In the hour of Robb's greatest need, our bedroom was filled with at least eight men. Police, firemen, paramedics. Heroes.
They escorted me from the room, and they went to every length to try to rescue my husband.
One of them came downstairs, amidst the frantic efforts. "Excuse me, ma'am, but I believe there may be a child awake upstairs."
Oh, God. It's Tyler.
I jumped from my chair. "My son - I'll get him."
With great authority, he pointed one finger at me. A forceful, "No. No, ma'am. Not you."
With my hand to my heart, I lowered myself back into the wooden, kitchen chair.
My mom said, "Let me. Someone must get that baby." I couldn't let him wander out into the hallway, awakened by foreign sounds, to find his daddy... to find his daddy.
"Yes, ma'am. You may go."
She quickly climbed the stairs to the bedrooms, and she tells me that if she had wanted to (which she did not), she could not have captured even a glimpse of the frenzy happening in my bedroom. Several men stood in the doorway, shoulder to shoulder, an impenetrable wall of blue. She retrieved a frightened Tyler, she carried him straight to me, and she never saw a second of the medical intervention. They simply would not let her.

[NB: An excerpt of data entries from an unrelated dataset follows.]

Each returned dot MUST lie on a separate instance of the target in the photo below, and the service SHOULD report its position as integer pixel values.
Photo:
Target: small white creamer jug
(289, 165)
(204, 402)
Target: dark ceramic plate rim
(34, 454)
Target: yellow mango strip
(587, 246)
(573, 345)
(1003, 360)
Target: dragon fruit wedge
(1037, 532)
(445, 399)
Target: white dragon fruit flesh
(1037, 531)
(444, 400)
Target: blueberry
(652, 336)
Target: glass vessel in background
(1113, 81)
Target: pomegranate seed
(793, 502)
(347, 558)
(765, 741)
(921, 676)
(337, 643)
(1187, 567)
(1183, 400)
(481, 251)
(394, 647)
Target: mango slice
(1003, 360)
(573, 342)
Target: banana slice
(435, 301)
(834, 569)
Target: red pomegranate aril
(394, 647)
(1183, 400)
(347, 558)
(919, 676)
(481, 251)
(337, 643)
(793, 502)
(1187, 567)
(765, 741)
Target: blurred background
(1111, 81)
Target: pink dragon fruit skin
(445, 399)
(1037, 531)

As fervently as I prayed for Robb's life, I also prayed for Tucker to stay asleep. I knew I would have enough of a journey to help the boys through this loss that was not yet confirmed; I could not fathom the damage of any memories they would carry of the scene.
By God's grace, he stayed asleep. Until all was said and done, he slept soundly. But then we needed to wake him, to quickly send him home with a friend. I needed to grieve my husband. I needed to be fully wife, and as long as my children were in the house, I could only think as their mother.

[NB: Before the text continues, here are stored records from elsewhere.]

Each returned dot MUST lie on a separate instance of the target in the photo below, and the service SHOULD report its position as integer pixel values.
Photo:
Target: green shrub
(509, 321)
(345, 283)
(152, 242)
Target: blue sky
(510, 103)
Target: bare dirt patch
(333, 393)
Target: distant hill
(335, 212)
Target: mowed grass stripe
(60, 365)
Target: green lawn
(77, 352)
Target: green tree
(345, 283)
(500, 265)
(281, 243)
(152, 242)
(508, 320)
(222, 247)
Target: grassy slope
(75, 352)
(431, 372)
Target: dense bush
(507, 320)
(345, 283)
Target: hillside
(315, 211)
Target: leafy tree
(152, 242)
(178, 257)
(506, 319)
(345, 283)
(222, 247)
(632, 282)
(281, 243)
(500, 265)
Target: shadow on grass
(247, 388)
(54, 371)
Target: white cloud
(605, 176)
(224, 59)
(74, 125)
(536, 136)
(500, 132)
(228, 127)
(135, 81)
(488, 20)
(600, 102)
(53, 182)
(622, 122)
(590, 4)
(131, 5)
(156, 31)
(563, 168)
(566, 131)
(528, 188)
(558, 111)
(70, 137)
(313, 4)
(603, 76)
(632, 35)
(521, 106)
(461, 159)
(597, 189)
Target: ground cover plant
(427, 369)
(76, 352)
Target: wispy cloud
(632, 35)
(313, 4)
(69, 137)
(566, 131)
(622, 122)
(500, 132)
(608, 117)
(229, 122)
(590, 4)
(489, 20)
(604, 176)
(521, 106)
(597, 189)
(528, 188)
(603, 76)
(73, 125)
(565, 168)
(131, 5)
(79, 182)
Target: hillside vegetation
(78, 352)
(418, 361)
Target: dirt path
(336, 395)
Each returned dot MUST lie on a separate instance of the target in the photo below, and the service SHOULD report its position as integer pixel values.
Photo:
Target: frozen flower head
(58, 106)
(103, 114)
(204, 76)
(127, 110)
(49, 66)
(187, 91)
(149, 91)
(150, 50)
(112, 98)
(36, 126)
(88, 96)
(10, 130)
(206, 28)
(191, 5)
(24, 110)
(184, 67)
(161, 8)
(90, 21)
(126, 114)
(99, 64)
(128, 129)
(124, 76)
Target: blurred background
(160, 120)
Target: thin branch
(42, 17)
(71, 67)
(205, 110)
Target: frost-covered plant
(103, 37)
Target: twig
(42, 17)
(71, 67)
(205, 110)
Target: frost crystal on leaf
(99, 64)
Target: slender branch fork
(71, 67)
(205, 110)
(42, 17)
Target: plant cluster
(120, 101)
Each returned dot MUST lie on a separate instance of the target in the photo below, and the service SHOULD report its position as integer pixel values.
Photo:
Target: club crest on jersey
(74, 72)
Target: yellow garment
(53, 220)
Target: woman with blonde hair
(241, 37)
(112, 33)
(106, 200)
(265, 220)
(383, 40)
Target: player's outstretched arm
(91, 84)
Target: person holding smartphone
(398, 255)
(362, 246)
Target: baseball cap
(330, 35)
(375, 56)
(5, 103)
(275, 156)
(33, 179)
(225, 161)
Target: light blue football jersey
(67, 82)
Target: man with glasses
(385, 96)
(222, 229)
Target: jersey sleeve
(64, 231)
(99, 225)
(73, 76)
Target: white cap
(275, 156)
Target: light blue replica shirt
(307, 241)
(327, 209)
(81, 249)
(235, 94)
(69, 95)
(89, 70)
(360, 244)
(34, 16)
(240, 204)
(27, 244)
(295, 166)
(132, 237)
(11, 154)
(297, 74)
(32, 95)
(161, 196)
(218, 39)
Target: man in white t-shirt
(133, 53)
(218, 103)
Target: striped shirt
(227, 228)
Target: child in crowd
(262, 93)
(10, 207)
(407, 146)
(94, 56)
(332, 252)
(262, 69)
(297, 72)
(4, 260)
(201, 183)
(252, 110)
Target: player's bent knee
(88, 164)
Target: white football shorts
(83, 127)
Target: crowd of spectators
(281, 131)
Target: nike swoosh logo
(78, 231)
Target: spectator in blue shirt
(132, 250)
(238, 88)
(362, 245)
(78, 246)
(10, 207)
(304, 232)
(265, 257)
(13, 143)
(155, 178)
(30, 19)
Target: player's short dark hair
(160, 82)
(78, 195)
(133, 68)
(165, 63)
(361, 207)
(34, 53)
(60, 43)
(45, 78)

Together, my parents went upstairs to wake Tuck and bring him down. And once again, they found the impenetrable wall of blue. There were no cracks in this fortress of men; they would not be moved.

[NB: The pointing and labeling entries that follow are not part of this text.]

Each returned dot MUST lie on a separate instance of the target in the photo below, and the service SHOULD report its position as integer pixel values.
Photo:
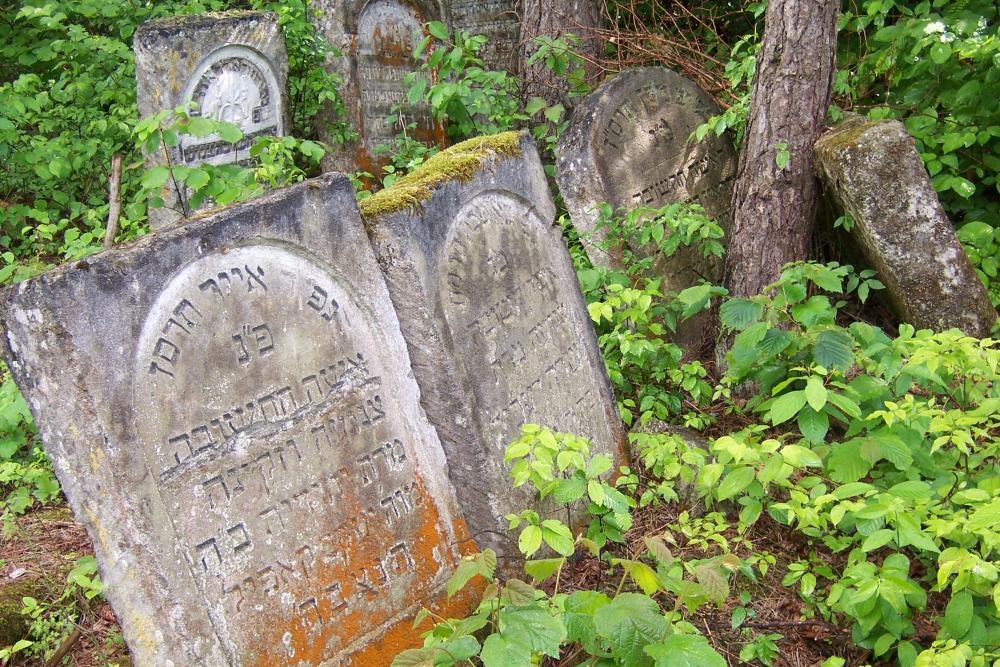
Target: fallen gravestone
(629, 144)
(876, 176)
(230, 410)
(232, 65)
(376, 39)
(490, 307)
(499, 21)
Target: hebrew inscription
(282, 457)
(388, 31)
(237, 85)
(515, 325)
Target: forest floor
(46, 542)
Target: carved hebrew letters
(284, 465)
(502, 296)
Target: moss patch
(458, 163)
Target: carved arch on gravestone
(238, 84)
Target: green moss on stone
(459, 163)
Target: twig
(114, 200)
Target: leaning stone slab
(629, 144)
(376, 39)
(874, 173)
(233, 65)
(230, 409)
(492, 312)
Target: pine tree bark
(555, 18)
(774, 208)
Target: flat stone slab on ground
(491, 309)
(629, 144)
(230, 409)
(232, 64)
(874, 173)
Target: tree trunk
(555, 18)
(774, 207)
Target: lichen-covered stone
(491, 310)
(233, 65)
(375, 40)
(875, 175)
(230, 409)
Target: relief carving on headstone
(259, 480)
(232, 66)
(376, 39)
(630, 144)
(499, 21)
(496, 325)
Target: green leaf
(737, 480)
(533, 628)
(786, 406)
(958, 614)
(834, 349)
(685, 651)
(542, 569)
(815, 392)
(629, 623)
(155, 177)
(557, 536)
(498, 651)
(530, 540)
(438, 30)
(740, 313)
(801, 457)
(813, 425)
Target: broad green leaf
(815, 392)
(685, 651)
(786, 406)
(801, 457)
(629, 623)
(734, 482)
(533, 628)
(834, 349)
(530, 540)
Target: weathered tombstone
(499, 21)
(629, 144)
(230, 410)
(875, 174)
(233, 65)
(376, 39)
(491, 310)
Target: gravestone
(230, 409)
(233, 65)
(491, 310)
(499, 21)
(629, 144)
(875, 174)
(376, 39)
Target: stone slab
(496, 325)
(499, 21)
(232, 64)
(230, 409)
(629, 144)
(376, 39)
(875, 174)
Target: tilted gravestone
(232, 65)
(376, 39)
(875, 174)
(629, 144)
(499, 21)
(491, 310)
(230, 409)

Much later, after the coroner had arrived and confirmed the end of my husband's life, it was time to carry him from our home.
This time, the men stood between my kitchen and my living room, forming yet again that wall of blue. Shoulder to shoulder. Carrying a man's body from his home must be neither easy nor smooth, and they would allow no memory into my mind. With the same fierce authority as if someone were threatening us with a gun, these men stood their ground. There are some things a girl simply should never, ever see.
They protected my heart.
And as they left my home, each one of them came to me. Each one shook my hand, looked deeply and sincerely into my eyes, and tearfully said, "God bless you, ma'am. We did all we could do. I promise you, we did all we could do."
With their hands and their hearts, they did all they could do.
I wish I could remember their faces. They are my heroes.